ああもう。全く、本当にずるい奴だ。こんな目で見つめられると、 どうして良いのか判らなくなってしまうじゃないか。
「…どかんかい」
圧し掛かる体をどけさせようとするのだが、彼はそれに従わない。その代わり、 文句を言いかけた唇に柔らかい唇を重ねた。
いつの間にか出来上がってしまった、 習慣のようなスキンシップ。啄むように繰り返すそれを、これで気が済むならばと、 半ば諦めながら黙って受け入れる。
しかし、それだけでは足りないのか。 小鳥のくちばしの様な軽さのあったそれは、やがて確かめるように重なる時間が長くなり、 柔らかく唇を食むようになってきた。
そして、濡れた舌がぺろりと唇を舐める。
流石にその行為に驚いた太公望は、ぎょっと身を震わせ、ぱちりと目を見張った。
間近から、視線が絡む。
僅かに開いた唇の間から覗いた舌の艶かしさに、 かああっと頭に血が上った。
「だああーっ、このだあほっ」
ばたばたと半身を起こすと、 てやっと思いっきりの力で彼を押し退ける。
「し、仕方なかろうっ。 わしだってこれが仕事なのだ」
そのまま床に転がって脱力したままの彼を、 ていっと両手で押しやる。横たわる体は、抵抗もなくごろんと転がった。
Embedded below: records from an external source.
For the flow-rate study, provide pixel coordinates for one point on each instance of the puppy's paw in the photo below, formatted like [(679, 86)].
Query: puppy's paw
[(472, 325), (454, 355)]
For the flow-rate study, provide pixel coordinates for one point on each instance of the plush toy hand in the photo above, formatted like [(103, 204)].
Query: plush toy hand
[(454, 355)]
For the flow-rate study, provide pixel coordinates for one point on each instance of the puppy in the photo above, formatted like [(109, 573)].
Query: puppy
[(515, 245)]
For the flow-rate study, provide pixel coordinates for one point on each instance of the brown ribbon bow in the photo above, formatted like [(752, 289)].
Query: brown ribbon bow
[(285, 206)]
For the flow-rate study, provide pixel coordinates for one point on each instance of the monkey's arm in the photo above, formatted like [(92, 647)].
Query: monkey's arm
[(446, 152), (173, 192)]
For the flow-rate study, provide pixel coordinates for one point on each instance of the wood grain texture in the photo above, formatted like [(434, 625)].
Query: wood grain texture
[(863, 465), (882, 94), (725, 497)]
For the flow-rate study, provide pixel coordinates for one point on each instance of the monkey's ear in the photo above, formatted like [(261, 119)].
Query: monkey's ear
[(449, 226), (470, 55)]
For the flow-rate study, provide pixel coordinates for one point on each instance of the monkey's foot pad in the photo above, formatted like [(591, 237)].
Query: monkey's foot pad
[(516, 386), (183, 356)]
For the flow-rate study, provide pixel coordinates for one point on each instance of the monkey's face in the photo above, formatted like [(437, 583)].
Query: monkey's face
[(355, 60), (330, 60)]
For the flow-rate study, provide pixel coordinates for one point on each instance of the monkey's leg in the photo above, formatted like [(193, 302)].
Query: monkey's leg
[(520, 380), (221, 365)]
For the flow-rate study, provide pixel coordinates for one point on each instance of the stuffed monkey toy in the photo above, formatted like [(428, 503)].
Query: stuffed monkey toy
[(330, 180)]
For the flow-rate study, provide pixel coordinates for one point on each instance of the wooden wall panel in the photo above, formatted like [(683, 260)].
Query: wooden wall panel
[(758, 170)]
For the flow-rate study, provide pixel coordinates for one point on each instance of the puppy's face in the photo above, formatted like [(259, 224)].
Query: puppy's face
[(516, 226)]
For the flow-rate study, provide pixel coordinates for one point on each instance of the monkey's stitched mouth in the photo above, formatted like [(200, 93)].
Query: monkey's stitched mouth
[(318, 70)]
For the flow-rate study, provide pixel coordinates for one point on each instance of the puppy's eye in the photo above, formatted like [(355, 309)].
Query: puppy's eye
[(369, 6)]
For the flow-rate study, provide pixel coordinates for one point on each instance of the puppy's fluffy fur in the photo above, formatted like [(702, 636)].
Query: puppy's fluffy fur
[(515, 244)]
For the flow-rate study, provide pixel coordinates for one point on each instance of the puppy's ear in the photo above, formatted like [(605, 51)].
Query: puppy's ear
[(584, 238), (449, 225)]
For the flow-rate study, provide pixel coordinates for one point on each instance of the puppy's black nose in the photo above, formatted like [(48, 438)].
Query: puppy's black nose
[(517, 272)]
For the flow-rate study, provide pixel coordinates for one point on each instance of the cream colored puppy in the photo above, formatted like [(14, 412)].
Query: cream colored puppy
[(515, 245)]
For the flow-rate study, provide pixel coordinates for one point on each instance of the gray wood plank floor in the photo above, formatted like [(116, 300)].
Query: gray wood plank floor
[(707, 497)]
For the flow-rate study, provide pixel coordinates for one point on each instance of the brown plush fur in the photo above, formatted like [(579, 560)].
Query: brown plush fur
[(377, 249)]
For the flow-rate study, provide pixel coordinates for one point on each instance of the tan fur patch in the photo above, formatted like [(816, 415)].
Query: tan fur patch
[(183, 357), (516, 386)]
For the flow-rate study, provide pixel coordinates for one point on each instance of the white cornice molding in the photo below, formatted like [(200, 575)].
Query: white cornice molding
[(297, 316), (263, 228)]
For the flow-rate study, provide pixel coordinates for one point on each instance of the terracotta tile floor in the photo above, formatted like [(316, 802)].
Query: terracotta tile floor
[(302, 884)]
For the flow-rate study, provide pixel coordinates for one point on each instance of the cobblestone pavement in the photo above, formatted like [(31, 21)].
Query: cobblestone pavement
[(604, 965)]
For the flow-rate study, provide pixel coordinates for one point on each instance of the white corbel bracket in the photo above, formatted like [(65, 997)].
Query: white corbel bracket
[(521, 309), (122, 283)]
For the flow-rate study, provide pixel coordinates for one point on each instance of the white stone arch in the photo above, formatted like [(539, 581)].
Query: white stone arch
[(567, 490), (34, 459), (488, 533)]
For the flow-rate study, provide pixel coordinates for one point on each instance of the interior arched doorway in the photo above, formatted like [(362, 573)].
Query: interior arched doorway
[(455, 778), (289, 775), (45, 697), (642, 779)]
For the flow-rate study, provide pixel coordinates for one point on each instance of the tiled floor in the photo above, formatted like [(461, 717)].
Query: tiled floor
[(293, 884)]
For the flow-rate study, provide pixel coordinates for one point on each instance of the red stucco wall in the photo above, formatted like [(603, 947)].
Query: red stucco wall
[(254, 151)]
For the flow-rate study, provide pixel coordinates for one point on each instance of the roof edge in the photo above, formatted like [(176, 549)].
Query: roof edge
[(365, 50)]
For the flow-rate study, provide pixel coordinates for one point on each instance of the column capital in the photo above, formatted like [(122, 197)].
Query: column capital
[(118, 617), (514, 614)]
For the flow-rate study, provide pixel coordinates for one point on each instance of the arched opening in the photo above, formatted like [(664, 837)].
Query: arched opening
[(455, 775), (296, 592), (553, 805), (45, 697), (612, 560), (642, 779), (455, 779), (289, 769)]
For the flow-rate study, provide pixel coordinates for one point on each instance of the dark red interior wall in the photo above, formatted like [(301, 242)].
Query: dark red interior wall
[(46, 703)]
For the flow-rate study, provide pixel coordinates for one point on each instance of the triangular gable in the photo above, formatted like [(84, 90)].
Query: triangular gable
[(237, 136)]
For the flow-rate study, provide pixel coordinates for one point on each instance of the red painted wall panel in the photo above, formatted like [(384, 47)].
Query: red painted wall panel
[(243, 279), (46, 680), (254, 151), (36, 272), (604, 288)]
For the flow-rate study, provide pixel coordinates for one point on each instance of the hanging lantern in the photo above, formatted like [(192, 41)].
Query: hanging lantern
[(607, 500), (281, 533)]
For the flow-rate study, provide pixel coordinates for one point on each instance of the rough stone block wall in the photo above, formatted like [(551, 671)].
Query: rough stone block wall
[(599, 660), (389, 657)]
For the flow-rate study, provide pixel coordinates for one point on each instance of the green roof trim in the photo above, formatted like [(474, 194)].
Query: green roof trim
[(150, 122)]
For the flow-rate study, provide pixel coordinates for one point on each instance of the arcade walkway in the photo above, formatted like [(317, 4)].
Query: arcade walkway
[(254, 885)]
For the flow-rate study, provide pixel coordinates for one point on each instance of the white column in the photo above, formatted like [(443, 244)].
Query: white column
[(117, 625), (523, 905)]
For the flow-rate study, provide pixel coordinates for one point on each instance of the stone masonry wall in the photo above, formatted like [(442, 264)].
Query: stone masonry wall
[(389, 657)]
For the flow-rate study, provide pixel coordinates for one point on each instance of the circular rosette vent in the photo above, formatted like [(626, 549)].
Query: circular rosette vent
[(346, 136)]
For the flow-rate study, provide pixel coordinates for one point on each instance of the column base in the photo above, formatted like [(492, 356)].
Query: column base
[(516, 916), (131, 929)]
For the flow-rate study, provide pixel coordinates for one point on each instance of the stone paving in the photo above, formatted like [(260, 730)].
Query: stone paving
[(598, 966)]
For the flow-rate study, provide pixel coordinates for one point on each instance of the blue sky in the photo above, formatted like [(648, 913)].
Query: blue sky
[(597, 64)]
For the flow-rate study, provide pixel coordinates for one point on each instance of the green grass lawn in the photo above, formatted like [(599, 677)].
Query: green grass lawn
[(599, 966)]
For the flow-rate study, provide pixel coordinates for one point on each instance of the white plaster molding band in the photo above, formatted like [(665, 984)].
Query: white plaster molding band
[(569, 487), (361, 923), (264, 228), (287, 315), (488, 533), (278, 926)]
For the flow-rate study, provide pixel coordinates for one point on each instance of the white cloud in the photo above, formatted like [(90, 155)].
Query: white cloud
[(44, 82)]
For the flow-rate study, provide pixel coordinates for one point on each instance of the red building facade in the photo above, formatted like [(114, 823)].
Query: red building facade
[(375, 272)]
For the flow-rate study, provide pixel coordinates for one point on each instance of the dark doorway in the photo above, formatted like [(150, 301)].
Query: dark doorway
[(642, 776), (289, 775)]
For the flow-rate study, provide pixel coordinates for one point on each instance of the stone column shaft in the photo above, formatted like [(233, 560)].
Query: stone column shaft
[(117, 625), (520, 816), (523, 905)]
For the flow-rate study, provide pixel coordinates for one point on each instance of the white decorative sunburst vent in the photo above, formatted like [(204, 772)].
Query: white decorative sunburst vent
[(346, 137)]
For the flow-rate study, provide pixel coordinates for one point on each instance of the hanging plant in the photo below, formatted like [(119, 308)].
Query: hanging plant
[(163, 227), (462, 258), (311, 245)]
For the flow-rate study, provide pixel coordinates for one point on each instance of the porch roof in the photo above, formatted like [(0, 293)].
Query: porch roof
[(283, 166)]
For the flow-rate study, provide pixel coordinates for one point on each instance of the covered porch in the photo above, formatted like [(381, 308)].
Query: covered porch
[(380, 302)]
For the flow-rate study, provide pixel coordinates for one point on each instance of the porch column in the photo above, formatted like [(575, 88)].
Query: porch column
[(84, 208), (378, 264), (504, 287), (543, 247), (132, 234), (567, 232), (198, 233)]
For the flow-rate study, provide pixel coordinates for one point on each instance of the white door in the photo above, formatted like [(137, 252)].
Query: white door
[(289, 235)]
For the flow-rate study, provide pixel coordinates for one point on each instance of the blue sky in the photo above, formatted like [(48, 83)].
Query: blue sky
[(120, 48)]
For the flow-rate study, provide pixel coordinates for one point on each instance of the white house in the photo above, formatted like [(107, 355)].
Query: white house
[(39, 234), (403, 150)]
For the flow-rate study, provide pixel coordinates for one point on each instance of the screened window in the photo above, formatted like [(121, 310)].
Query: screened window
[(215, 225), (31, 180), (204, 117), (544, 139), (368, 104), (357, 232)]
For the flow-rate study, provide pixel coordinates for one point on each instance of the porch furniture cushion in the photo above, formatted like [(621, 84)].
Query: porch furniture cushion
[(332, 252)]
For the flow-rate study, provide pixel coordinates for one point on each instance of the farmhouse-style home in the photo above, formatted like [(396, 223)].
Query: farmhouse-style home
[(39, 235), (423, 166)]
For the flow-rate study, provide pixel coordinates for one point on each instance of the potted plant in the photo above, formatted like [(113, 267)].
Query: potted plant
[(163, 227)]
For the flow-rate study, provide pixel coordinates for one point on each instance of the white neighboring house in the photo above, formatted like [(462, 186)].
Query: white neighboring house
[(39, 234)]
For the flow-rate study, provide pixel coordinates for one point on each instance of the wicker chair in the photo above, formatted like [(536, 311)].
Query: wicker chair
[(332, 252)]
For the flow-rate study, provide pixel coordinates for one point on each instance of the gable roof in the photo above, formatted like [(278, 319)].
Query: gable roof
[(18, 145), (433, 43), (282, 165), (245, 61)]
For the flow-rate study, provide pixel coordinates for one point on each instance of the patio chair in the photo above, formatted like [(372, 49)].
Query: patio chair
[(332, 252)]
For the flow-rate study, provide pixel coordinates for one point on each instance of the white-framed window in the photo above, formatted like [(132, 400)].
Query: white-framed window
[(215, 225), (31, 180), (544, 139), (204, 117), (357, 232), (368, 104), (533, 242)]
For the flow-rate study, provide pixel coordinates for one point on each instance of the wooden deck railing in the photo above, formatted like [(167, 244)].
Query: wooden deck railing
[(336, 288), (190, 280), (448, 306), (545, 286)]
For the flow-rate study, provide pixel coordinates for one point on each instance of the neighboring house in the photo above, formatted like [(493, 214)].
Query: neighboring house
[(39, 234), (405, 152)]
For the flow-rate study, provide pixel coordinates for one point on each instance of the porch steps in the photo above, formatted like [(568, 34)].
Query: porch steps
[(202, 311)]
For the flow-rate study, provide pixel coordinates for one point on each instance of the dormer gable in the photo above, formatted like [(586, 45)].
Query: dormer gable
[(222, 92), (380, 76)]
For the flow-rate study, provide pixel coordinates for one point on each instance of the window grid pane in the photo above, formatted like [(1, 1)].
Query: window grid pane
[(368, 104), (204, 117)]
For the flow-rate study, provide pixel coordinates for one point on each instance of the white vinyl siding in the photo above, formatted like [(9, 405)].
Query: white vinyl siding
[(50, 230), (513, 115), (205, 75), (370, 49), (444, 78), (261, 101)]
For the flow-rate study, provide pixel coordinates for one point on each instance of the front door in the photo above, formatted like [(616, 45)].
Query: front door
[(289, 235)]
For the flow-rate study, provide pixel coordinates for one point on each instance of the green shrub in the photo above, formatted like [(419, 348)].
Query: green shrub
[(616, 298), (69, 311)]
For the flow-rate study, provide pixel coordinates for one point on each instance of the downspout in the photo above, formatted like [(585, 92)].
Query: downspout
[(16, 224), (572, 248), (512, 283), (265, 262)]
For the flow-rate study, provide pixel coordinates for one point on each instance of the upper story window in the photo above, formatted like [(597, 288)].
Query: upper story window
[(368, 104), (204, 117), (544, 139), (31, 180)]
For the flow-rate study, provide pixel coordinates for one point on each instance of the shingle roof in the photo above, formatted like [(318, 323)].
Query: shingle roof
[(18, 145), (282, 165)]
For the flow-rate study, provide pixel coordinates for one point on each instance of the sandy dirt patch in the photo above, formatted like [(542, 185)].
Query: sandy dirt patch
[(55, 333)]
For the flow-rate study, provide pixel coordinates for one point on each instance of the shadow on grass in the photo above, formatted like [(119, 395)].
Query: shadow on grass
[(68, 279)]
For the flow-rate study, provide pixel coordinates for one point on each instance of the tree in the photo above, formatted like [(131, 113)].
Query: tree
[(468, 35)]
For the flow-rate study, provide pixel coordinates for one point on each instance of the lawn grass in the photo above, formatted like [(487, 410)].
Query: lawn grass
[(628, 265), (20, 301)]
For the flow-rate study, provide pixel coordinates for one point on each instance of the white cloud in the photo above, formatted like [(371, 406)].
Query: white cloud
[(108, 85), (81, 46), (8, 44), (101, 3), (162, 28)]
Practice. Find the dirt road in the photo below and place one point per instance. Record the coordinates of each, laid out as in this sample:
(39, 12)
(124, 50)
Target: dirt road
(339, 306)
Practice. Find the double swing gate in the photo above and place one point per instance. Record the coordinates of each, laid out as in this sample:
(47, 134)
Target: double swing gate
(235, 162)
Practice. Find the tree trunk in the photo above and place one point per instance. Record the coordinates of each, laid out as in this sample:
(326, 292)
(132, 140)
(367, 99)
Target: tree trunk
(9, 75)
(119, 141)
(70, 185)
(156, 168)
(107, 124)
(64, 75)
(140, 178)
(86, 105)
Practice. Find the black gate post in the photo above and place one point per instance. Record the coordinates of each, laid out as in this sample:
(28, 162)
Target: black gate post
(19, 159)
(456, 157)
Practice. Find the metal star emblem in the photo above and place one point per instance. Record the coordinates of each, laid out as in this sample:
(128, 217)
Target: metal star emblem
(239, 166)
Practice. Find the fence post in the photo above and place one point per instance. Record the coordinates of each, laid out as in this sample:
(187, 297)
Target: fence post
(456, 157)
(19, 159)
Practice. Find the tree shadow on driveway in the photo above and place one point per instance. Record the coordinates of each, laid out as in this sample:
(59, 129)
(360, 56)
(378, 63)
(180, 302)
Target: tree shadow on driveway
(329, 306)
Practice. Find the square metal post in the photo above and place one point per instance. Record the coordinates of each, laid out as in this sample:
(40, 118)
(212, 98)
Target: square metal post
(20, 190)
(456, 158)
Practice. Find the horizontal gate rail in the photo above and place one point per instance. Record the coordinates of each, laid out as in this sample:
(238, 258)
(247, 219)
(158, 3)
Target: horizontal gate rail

「仕事をしなければ金が入らぬし、金が無くては、このままおぬしを養うことも出来んのだぞっ」
取り繕うような言い訳にも似た言葉を吐きつつ、丸太のように倒れた体を、 ごろんごろんと転がす。されるがまま、転がるままに、彼の体は部屋の隅まで追いやられた。
「おぬしの思うようにばっかりには、出来んのだっ」
こちらに向けたまま、動かない背中。 その瞳が向けられて決心が鈍る前に、太公望はさっさと荷物を手に、立ち上がった。
「行ってくるからなっ」
早足に戸口へ向かい、扉を開け、最期にちらりと振り返る。
身じろぎもせず、横たわったまま動かない背中に。
「その…なるべく早く帰ってくるから…」
大人しく待っておるのだぞ。
小さな声を残すと、太公望はぱたんと扉を閉じた。





だって、仕方ないではないか。日中一緒に外を歩けないし、 でもこっちだってやらなくてはいけない事があるんだし。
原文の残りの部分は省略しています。